Why working quickly is more important than it seems ?

The obvious benefit to working quickly is that you’ll finish more stuff per unit time. But there’s more to it than that.
If you work quickly, the cost of doing something new will seem lower in your mind. So you’ll be inclined to do more.

The general rule seems to be: Systems which eat items quickly are fed more items. Slow systems starve.

What’s true of individual people turns out also to be true of whole organizations.
  • If customers find out that you take two months to frame photos, they’ll go to another frame shop. 
  • If contributors discover that you’re slow to merge pull requests, they’ll stop contributing. 
Unresponsive systems are sad. They’re like buildings grown over with moss. They’re a kind of memento mori. People would rather be reminded of life. They’ll leave for places that get back to them quickly.

Part of the activation energy required to start any task comes from the picture you get in your head when you imagine doing it. 
It may not be that going for a run is actually costly; but if it feels costly, if the picture in your head looks like a slog, then you will need a bigger expenditure of will to lace up.

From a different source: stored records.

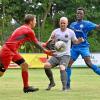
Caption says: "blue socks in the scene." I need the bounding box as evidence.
[66,67,71,88]
[91,65,100,75]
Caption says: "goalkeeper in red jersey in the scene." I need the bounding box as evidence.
[0,14,53,93]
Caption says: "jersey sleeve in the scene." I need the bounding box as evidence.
[71,30,77,41]
[86,21,97,32]
[28,30,39,43]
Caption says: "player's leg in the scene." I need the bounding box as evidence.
[0,46,12,77]
[59,55,70,91]
[66,48,80,89]
[12,53,39,93]
[44,57,58,90]
[81,47,100,75]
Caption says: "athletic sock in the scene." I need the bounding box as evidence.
[60,70,66,90]
[91,65,100,75]
[44,68,54,84]
[22,71,29,87]
[66,67,71,86]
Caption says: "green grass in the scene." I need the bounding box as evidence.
[0,68,100,100]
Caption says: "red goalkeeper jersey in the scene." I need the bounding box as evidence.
[5,25,38,51]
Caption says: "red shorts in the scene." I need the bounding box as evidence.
[0,45,23,69]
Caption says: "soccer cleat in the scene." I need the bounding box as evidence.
[46,83,55,91]
[23,86,39,93]
[66,83,70,90]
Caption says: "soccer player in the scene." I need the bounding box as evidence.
[44,17,84,91]
[0,14,52,93]
[66,7,100,89]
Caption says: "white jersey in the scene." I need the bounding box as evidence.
[51,28,77,56]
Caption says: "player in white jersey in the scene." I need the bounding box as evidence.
[44,17,83,91]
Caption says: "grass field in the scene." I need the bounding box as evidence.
[0,68,100,100]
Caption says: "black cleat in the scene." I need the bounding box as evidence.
[23,86,39,93]
[46,83,55,91]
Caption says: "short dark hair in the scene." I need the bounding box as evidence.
[77,7,85,13]
[24,14,36,24]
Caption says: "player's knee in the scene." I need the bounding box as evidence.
[44,62,51,68]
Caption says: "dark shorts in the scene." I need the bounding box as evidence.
[48,55,70,67]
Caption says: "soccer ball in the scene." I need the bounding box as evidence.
[55,41,66,52]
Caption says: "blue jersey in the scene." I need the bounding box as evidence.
[70,20,96,47]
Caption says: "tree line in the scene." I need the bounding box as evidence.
[0,0,100,52]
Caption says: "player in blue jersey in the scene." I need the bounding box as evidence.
[66,7,100,89]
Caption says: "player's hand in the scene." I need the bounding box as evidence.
[78,37,84,43]
[44,49,55,56]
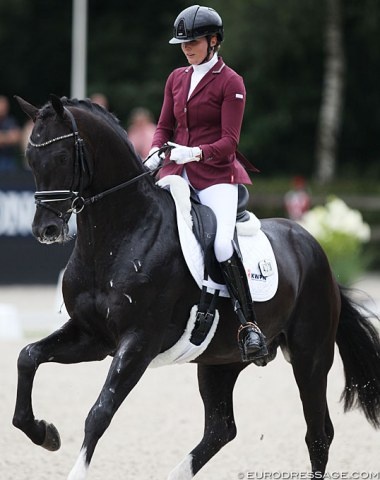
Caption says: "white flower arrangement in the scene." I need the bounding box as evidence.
[299,197,371,283]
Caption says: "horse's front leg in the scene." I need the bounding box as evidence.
[68,331,157,480]
[13,320,110,451]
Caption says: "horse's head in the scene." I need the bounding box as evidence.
[16,95,95,243]
[16,95,153,243]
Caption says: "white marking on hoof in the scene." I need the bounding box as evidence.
[67,449,88,480]
[168,455,194,480]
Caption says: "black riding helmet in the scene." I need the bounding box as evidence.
[169,5,224,43]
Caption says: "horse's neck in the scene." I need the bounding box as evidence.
[77,179,166,256]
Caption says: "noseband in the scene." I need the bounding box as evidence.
[29,107,162,222]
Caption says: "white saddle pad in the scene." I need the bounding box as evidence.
[157,175,278,302]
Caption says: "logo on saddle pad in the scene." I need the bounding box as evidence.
[247,260,274,282]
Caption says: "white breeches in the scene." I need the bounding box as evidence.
[184,175,238,262]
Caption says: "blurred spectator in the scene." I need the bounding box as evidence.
[284,176,311,220]
[127,107,156,160]
[0,95,21,172]
[90,93,108,110]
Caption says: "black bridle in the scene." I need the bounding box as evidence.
[29,107,166,222]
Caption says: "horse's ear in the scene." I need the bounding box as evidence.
[49,93,64,118]
[14,95,38,122]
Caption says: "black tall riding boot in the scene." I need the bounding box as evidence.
[220,251,268,362]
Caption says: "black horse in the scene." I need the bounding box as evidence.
[13,97,380,480]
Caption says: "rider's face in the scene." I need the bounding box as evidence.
[181,36,216,65]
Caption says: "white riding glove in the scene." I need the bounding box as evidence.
[168,142,202,165]
[144,147,162,170]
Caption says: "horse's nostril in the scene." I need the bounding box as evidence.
[44,225,59,238]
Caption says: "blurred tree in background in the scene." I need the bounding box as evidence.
[0,0,380,177]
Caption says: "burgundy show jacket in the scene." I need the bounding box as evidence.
[152,58,252,190]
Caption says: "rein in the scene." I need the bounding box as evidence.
[29,107,166,221]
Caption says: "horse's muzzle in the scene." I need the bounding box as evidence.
[32,220,70,244]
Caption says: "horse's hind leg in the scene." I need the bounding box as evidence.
[13,320,109,450]
[169,364,247,480]
[292,345,334,474]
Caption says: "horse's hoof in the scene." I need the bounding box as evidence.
[41,420,61,452]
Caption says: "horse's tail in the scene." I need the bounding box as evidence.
[336,287,380,428]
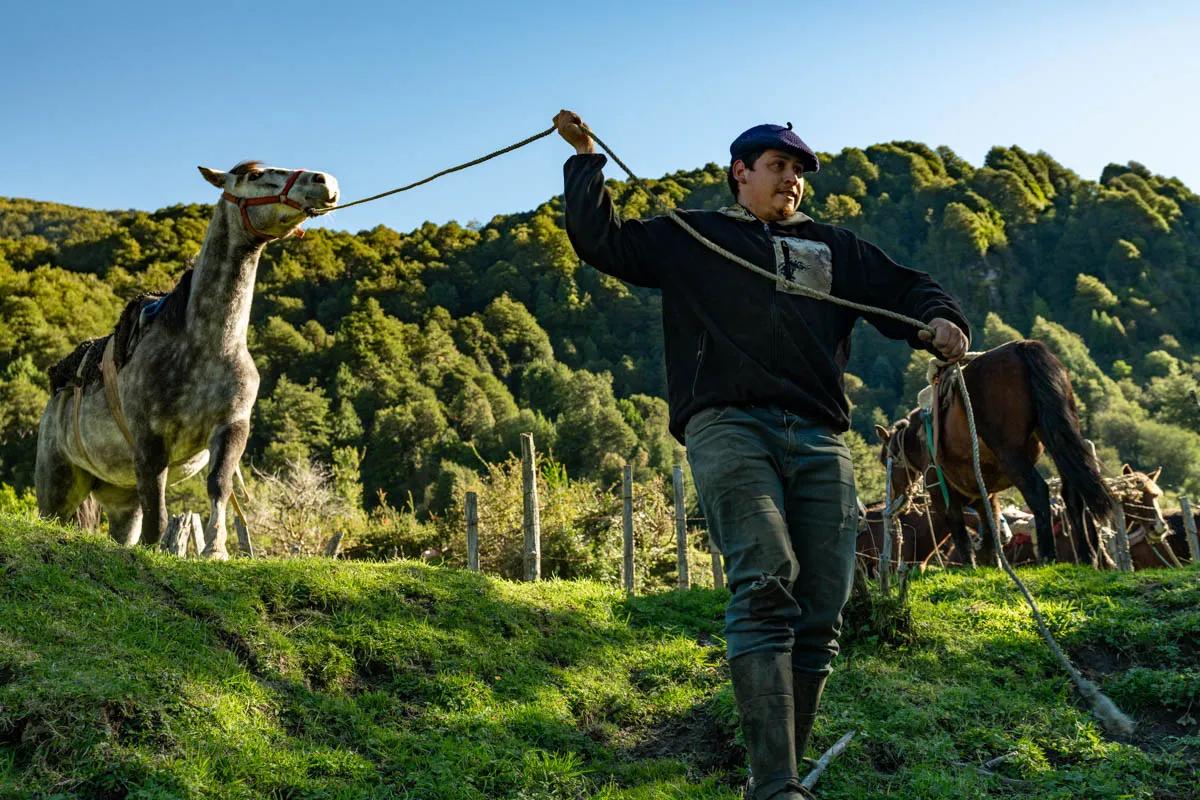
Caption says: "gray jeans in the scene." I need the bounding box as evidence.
[685,405,858,674]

Slowness seems to make a special contribution to this picture in our heads. Time is especially valuable. So as we learn that a task is slow, an especial cost accrues to it. Whenever we think of doing the task again, we see how expensive it is, and bail.

That’s why speed matters.

The prescription must be that if there’s something you want to do a lot of and get good at—like code, or fix bugs—you should try to do it faster.